Les éditions des Falaises reviennent à la parution initiale en feuilleton dans le mensuel
Je sais tout, de novembre 1908 à mai 1909, du roman de Maurice Leblanc (1864-1941),
L’Aiguille creuse, troisième aventure d’Arsène Lupin [si on en exclut la pièce de théâtre éponyme] après
Arsène Lupin, gentleman cambrioleur (1907) et
Arsène Lupin contre Herlock Sholmès (1908) [rendant furibard Conan Doyle au passage car son détective fétiche y est ridiculisé]. Hormis les lecteurs du journal du début du XXe siècle, la présente édition donne à lire aujourd’hui un texte inédit puisque les « éléments sur l’histoire de la Normandie » y figurent ainsi que le « découpage du récit et les titres des chapitres » qui avaient pu être supprimés dès la première édition en librairie. Les intertitres sont repris de même que les très belles illustrations de Maurice Mahut. Le présent livre constitue donc pour les « lupinophiles » l’exhumation somptueuse d’une œuvre mythique [les touristes à Etretat se posant toujours la question de savoir si l’Aiguille d’aval est creuse].

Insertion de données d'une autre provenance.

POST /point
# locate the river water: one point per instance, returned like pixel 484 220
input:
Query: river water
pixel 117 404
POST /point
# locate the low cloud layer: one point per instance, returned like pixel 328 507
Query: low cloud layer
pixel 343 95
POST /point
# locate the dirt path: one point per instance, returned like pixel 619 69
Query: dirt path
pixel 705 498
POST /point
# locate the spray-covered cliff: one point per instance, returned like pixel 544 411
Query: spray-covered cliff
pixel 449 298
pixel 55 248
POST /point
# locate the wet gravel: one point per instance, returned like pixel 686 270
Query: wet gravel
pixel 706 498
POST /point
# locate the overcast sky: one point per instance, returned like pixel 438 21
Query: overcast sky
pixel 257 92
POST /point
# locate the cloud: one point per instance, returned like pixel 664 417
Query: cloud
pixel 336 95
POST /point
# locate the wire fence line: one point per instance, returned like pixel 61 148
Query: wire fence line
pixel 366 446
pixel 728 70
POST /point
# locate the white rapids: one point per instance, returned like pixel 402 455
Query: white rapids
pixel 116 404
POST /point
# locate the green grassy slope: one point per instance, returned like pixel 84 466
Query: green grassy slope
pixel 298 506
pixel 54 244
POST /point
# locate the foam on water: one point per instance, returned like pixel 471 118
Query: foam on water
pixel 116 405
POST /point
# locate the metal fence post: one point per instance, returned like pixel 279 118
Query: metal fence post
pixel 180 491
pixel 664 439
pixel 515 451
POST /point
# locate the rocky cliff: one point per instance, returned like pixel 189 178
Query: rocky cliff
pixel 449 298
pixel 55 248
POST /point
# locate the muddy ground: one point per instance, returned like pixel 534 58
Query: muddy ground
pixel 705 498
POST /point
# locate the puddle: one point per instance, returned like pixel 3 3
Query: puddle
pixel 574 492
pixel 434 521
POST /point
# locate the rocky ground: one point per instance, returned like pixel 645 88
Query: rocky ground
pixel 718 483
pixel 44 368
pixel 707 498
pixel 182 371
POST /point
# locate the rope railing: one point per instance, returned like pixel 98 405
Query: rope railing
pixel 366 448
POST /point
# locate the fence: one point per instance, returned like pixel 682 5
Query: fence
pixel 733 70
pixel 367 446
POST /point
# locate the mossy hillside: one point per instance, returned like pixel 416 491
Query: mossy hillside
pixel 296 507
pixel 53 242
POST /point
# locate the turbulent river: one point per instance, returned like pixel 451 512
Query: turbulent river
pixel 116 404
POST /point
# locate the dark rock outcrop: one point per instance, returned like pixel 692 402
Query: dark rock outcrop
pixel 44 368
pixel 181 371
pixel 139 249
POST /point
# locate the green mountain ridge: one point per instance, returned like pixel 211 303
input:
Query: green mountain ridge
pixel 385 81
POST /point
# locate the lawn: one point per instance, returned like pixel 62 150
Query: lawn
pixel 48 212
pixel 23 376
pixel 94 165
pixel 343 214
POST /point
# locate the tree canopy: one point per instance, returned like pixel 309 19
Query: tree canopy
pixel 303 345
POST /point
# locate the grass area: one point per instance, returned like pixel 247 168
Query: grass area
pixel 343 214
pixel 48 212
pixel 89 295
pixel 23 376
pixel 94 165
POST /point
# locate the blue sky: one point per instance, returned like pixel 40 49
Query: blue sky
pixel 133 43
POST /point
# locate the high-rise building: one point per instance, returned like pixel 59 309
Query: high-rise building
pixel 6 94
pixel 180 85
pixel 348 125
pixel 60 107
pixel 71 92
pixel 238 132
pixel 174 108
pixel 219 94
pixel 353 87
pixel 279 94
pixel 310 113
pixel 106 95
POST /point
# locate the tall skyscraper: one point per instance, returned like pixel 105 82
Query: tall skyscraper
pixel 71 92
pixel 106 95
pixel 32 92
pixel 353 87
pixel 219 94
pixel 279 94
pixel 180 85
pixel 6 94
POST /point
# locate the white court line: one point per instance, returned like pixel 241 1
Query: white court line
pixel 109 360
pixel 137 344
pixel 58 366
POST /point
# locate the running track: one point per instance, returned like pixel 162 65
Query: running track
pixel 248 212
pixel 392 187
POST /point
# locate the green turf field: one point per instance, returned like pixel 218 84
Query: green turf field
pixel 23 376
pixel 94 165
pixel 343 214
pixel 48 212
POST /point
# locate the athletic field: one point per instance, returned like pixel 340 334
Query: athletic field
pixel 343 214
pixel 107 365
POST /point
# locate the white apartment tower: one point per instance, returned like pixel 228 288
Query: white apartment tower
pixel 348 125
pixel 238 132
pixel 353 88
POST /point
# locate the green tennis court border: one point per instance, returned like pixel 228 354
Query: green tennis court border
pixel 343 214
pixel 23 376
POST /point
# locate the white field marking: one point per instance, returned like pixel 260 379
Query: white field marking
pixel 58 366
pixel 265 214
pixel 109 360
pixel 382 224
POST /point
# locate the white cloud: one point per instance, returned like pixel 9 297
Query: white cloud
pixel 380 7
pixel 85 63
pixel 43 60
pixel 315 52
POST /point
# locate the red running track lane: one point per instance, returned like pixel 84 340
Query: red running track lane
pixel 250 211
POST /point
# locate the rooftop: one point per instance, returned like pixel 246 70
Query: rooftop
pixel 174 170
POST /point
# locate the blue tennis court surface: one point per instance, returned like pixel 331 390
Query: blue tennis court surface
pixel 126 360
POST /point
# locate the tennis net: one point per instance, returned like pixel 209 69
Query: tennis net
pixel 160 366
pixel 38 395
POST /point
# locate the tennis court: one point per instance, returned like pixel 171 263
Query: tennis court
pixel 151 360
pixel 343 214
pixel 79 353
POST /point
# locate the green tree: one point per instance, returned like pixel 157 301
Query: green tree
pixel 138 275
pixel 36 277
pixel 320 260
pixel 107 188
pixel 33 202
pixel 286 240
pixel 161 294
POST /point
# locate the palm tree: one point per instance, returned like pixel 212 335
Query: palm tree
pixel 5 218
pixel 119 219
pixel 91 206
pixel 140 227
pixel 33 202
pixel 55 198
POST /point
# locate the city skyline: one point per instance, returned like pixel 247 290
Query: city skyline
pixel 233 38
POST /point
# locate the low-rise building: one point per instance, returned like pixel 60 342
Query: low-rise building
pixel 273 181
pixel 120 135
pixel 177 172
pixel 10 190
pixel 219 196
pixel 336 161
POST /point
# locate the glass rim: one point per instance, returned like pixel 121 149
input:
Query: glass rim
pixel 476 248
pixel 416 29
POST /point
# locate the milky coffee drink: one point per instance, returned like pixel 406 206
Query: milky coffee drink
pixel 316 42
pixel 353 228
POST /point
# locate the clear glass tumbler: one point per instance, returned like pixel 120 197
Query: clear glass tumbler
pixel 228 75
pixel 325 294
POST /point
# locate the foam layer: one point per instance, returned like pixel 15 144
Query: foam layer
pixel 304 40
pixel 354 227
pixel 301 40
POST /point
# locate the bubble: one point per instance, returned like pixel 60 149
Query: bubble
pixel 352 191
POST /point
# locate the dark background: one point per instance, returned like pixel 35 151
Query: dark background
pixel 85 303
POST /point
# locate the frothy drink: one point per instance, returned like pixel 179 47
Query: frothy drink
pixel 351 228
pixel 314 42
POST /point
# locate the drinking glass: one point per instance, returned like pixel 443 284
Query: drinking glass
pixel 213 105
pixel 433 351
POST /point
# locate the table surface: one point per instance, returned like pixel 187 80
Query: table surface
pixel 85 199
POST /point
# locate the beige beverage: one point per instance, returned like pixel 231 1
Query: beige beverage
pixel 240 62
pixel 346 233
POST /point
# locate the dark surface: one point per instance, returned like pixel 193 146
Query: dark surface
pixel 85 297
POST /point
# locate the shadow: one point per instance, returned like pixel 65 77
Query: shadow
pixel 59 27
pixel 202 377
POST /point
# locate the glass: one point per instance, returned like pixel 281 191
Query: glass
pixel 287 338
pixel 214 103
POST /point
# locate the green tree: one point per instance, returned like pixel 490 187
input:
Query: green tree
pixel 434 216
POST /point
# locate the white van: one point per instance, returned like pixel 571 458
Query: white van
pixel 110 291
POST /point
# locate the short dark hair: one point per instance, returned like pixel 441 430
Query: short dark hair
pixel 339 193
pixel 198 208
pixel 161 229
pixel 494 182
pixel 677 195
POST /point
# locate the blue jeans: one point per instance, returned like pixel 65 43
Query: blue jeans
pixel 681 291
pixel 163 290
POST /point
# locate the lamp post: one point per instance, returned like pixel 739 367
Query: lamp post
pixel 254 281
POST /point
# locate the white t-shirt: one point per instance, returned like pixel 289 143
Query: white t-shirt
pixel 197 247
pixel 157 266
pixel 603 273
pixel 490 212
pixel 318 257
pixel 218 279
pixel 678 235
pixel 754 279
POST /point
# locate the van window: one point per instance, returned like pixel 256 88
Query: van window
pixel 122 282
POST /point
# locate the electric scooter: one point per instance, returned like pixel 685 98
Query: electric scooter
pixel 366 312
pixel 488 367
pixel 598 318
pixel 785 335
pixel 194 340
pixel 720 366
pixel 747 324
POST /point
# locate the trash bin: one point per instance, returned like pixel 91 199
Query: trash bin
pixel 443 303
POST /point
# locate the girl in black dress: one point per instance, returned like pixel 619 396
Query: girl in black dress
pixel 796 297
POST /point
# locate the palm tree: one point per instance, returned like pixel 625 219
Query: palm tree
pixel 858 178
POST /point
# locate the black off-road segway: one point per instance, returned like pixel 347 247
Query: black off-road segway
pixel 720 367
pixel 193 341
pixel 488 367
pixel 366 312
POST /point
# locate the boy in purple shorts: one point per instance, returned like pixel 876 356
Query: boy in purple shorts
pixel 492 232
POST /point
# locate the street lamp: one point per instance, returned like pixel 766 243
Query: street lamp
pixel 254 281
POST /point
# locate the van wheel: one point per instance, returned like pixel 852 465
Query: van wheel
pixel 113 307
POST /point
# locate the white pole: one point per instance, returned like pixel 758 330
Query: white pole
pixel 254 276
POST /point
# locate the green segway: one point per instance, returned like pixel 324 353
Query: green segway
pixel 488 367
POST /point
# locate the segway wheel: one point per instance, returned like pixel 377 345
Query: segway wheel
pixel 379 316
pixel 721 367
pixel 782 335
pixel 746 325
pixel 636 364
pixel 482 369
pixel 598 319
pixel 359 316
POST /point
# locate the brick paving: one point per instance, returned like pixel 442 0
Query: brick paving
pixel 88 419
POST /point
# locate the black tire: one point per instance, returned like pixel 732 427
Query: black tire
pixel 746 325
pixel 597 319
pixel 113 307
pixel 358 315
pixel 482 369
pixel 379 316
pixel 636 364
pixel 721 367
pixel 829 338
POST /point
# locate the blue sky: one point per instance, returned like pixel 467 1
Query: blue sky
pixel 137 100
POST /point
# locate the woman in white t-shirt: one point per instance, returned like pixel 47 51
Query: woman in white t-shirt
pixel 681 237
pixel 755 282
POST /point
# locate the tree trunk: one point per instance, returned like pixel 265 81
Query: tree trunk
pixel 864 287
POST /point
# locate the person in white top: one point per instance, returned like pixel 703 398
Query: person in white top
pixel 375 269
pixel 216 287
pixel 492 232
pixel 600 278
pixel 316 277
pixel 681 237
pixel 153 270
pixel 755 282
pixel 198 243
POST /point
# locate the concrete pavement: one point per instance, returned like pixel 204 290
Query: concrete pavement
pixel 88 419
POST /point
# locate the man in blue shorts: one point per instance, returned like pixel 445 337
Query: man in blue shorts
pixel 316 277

La trame du roman est connue. Le grand monolithe d’Etretat est creux et contient les trésors des rois de France. Arsène Lupin en a découvert le secret et est détenteur du « plus fabuleux trésor jamais imaginé ». Malheureusement pour le gentleman cambrioleur, il va avoir maille à partir avec un jeune homme brillant, Isidore Beautrelet, élève de rhétorique et détective amateur. Beautrelet n’est pas encore totalement adulte. Il conserve les intuitions de l’enfance. Lupin va être malmené par un esprit aussi agile, intelligent et perspicace que le sien alors que Ganimard, détective de la police française sera toujours à la ramasse.
Maurice Leblanc a pu regretter de n’être connu qu’à travers son illustre personnage au point de vouloir le supprimer dans le roman suivant,
813 (1910) ; il le ressuscitera deux ans plus tard dans
Le bouchon de cristal (1912) puis dans vingt et un autres romans jusqu'à
La Cagliostro se venge (1935). Pourtant, il n’y a pas à douter, l’œuvre est vivifiante et inspirante (Gaston Leroux,
Rouletabille ou Souvestre et Allain,
Fantômas) et plus prosaïquement pour les modestes lecteurs arpentant les terres et les falaises cauchoises à la recherche de l’esprit des lieux (Etretat, Bénouville, la valleuse du Curé avec son extraordinaire chemin d’accès à la mer taillé dans la falaise, aujourd’hui effondré et totalement digéré par la mer, le pont de Tancarville, Port Lupin, etc.) [voir le
Dictionnaire Arsène Lupin / Jacques Derouard, Encrage, 2001]. Comment ne pas rêver avec bonheur quand on lit que les pistes reliant les sept abbayes du pays de Caux dessinent la Grande Ourse et amène à l’étoile d’Alcor ? Comment ne pas marcher de concert avec l’Arsène quand on remarque qu’ : « il marchait d’un pas élastique, se soulevant un peu plus qu’il n’eût fallu sur la pointe des pieds, comme s’il exécutait un mouvement de gymnastique. Et, de fait, à chaque pas du pied gauche, correspondait une profonde inspiration de la poitrine qui semblait doubler la capacité d’un thorax dont l’ampleur était déjà remarquable. » Le ton primesautier et sautillant de Maurice Leblanc a du souffle et le grand large ouvert devant. Maintenant et demain, on embarque, toute voile dehors.